Built in an area of Southwark which lay outside the regulations of the City of London, this liberty area, known as the ‘Liberty of the Clink’ attracted businesses and activates not allowed in other areas of London, such as bear and bull baiting, gaming houses, inns with ‘adult’ entertainment and theatres.
As the area became increasingly popular with criminals and other un-desirables the Bishop of Winchester, who owned most of the land and benefited financially from the businesses, built a prison to control the area and enforced it's harsh punishment regime.
The Clink Prison, which had cells for both men and women, was built as part of the Bishops new Winchester Palace complex and opened in 1144.
Those who broke the rules of liberty were jailed and left to suffer at the hands of their jail keepers (gaolers). Locked in heavy irons, poorly fed and kept in un-sanitary conditions, bribery was the only way a prisoner could improve his or her conditions. Those with money could pay for extra food, drink and other items to make their stay easier.
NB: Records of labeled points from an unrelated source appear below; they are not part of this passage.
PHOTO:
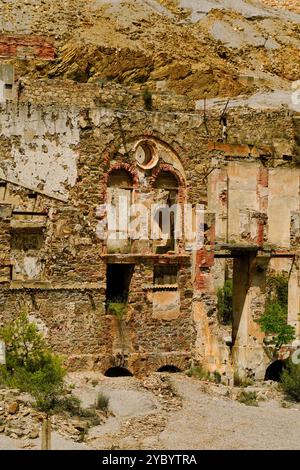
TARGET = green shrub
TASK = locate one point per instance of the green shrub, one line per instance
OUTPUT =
(224, 305)
(273, 322)
(147, 98)
(45, 384)
(216, 376)
(117, 308)
(30, 365)
(198, 372)
(25, 345)
(290, 380)
(102, 401)
(242, 382)
(248, 398)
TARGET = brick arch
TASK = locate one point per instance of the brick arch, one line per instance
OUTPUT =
(169, 169)
(123, 166)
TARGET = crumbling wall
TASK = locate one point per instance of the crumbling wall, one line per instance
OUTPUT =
(54, 163)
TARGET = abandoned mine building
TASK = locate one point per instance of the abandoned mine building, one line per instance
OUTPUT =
(139, 305)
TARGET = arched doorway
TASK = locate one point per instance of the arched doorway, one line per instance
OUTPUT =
(118, 372)
(274, 371)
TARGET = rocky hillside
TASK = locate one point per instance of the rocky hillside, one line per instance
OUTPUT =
(198, 48)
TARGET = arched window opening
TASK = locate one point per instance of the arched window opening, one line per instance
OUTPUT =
(166, 185)
(274, 371)
(169, 368)
(119, 199)
(121, 179)
(118, 372)
(146, 155)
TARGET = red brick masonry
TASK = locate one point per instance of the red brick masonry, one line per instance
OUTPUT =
(26, 47)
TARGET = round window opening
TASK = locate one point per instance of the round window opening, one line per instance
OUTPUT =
(146, 155)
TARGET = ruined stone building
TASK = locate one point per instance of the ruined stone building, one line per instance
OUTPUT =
(68, 148)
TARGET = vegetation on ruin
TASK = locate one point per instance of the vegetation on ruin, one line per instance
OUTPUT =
(117, 307)
(238, 381)
(290, 380)
(147, 98)
(102, 401)
(248, 398)
(199, 372)
(273, 322)
(224, 305)
(31, 367)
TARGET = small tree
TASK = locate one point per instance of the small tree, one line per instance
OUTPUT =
(31, 366)
(273, 322)
(224, 304)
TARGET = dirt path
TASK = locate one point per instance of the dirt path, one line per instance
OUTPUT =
(171, 412)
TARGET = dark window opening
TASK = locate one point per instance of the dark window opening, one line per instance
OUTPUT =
(118, 372)
(27, 240)
(165, 275)
(274, 371)
(167, 186)
(166, 180)
(118, 279)
(169, 368)
(120, 179)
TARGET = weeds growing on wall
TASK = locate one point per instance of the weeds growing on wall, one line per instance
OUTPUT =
(31, 367)
(273, 321)
(290, 380)
(117, 307)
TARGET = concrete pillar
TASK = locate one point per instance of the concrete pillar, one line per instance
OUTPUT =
(249, 275)
(294, 298)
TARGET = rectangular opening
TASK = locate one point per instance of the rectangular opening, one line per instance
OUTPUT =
(26, 240)
(165, 275)
(118, 280)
Some were even allowed to remove their leg irons.
The word clink, which has become widely recognised as a term for prison –‘in the clink’, probably came from the ‘clinking’ chains the prisoners wore or the ‘clink’ locking of the metal door bolts.
Winchester Palace was built in the 12th century when Winchester was the (Saxon) Capital of England and Southwark was the largest town in the diocese.
The Bishops at that time had close relationships with the reigning monarch and needed a suitable residence in London to conduct their state and business duties. Some of their businesses were surprising, such as collecting rent from the local prostitutes who became famously known as ‘Winchesters Geese’.
Although the palace was destroyed by fire in the early 19th century, parts of the 12th century Great Hall and 14th century Rose window can still be seen in Clink Street, near the Prison Museum.